The passing score is 750 out of 1000. There are 65 scored questions and 10 unscored ones, though you never know which ones are unscored.
On paper, that gives you roughly two minutes per question, which feels comfortable until you hit a long scenario where all four options seem reasonable.
This is my AWS AI professional exam review, and what I would like to share with anyone preparing for it:
- The questions are dense.
Almost every question sets up a real-world situation before asking what you would do. Reading carefully mattered far more than answering quickly. - Multiple-response questions are unforgiving.
If the question asks you to select two or more answers, every choice needs to be right. There is no partial credit. - Bedrock is everywhere.
Domain 1 definitely felt the heaviest, which made sense given its 31% weightage. Most architectural decisions in the exam ran through Bedrock in some form. - Flag and move.
This helped me a lot. Anything I was unsure about, I flagged and came back to at the end. I still finished with about fifteen minutes to spare.
The Result Moment
AWS does not show your result immediately at the end of the test. The pass or fail status comes through your certification account within five business days after the exam.
That wait feels longer than the exam itself.
I checked my certification account twice that night and found nothing. The next morning, I opened it without expecting much, and there it was. Pass.
That felt greatly satisfying for all the work I put in the past few weeks. Uffff…
My Tips for Anyone Taking the AWS GenAI Exam
A few things I would tell anyone starting preparation today:
- Take a practice test before studying anything
Start with an honest baseline, not an assumed one. Let the score tell you where to begin. - Do not skip the hands-on labs
Reading about Bedrock is very different from actually configuring it. - Treat wrong answers as your study plan
Every incorrect practice question usually points to a specific gap. Attempt 2-3 practice tests and analyse them deeply. - Do not leave Domain 5 until the end
I made that mistake. Testing and troubleshooting GenAI failures need time for thinking. If you don’t practice enough, it will consume a lot of your exam time.
Is the AWS GenAI Cert Worth It in 2026?
Yes, it does.
Right now, AI engineering and GenAI roles are paying noticeably more than traditional software roles. In many markets, the package is around 20–25% higher, with mid to senior roles often crossing $150K–$200K+ in the US.

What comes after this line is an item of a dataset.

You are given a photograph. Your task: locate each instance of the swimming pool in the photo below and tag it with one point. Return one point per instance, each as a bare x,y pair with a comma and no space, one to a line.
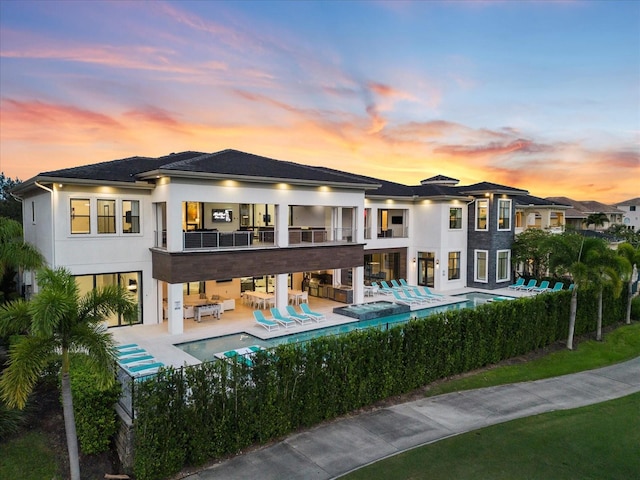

The market demand is moving beyond prompt engineering into implementation-heavy skills like:
- RAG architecture
- agent workflows
- vector stores
- production deployment
- security and governance
That is exactly where AIP-C01 sits.
Who is this for?
- cloud engineers with 3+ years of experience
- professionals whose work is already moving into GenAI
- engineers targeting senior or architecture roles
- AWS professionals who want to formalize hands-on GenAI experience
The certification alone will not change your salary.
But when it sits on top of real hands-on experience, it makes that experience easier for the market to understand and value.

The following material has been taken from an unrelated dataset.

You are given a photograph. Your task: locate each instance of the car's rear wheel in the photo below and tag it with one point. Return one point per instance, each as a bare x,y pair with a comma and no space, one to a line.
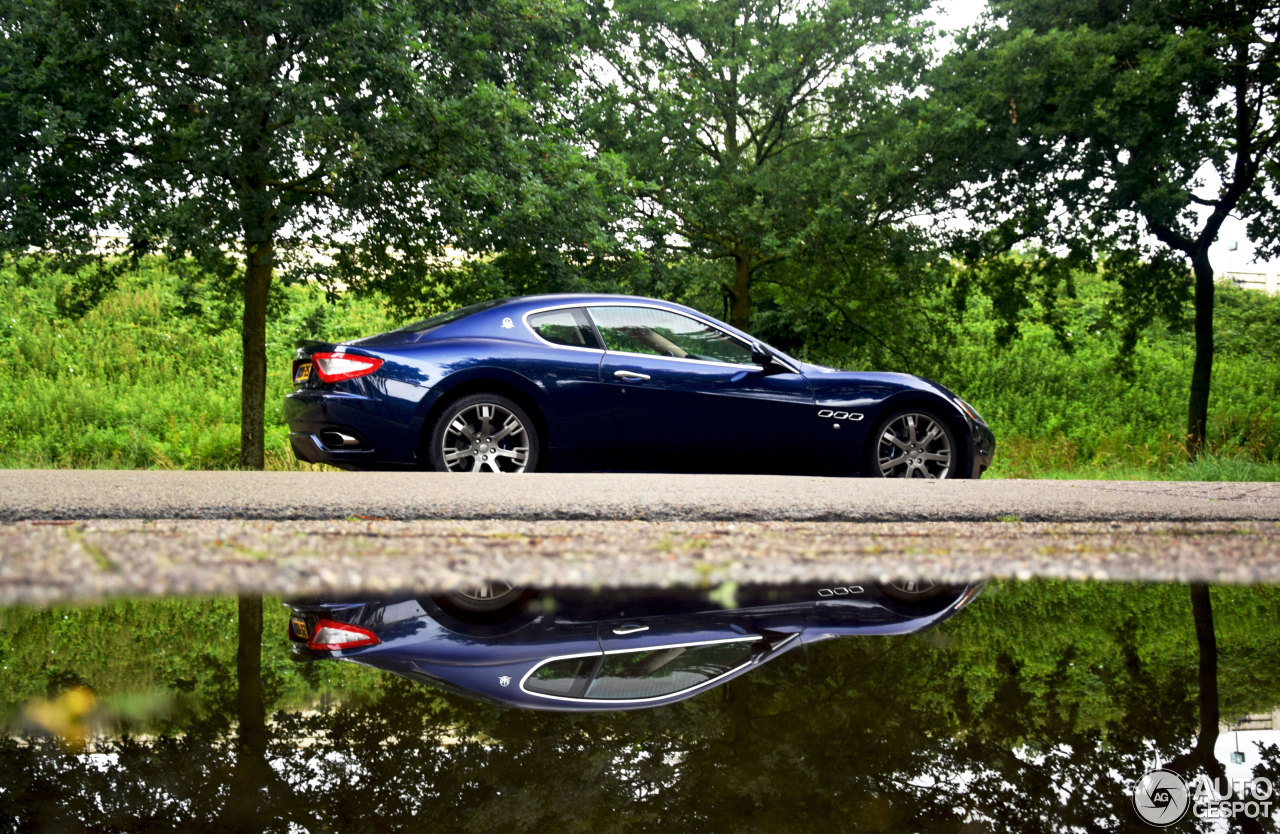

For me, it was absolutely worth it.
Resources I Used
- Whizlabs practice tests and hands-on labs
- Official AWS Documentation
- AWS Skill Builder – generative AI developer training courses on AWS
- Udemy Course by Stephane Maarek
FAQ
Do I need prior AWS certifications to take AIP-C01?
No, AIP-C01 has no formal prerequisite certification.

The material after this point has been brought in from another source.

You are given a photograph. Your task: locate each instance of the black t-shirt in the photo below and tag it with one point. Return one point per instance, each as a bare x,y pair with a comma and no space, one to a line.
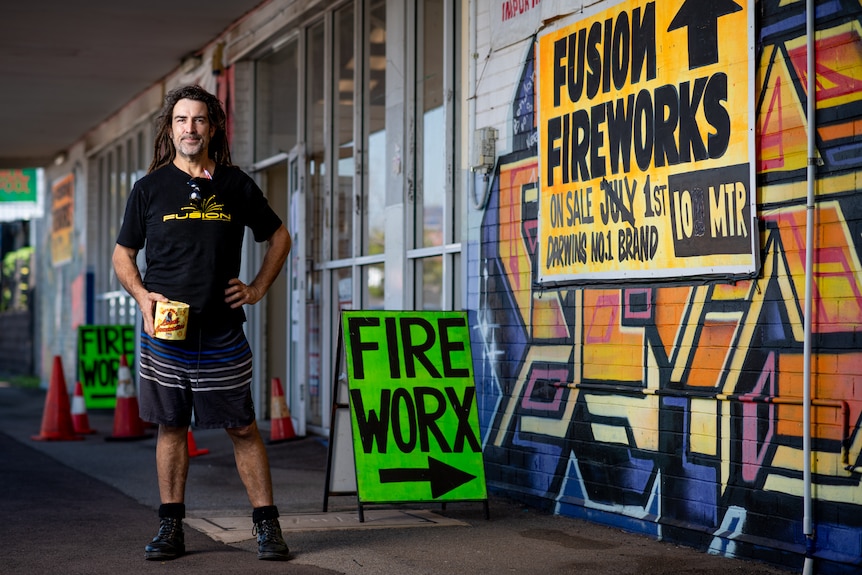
193,249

That said, AWS recommends prior hands-on experience with its services and some exposure to generative AI implementation. If you are new to AWS, starting with the AWS AI Practitioner can make the journey much smoother.
How long does it take to prepare for AIP-C01?
I completed it in three weeks, but I already had the AWS AI Practitioner certification and was studying consistently. If you are new to AWS, give yourself more time. It can take up to 6 weeks.
Are practice tests enough to pass AIP-C01?
No, practice tests alone are not enough. They help you identify weak areas, but this exam requires hands-on familiarity with AWS services, especially Bedrock, retrieval pipelines, and security controls.
Practice tests + labs is the stronger combination.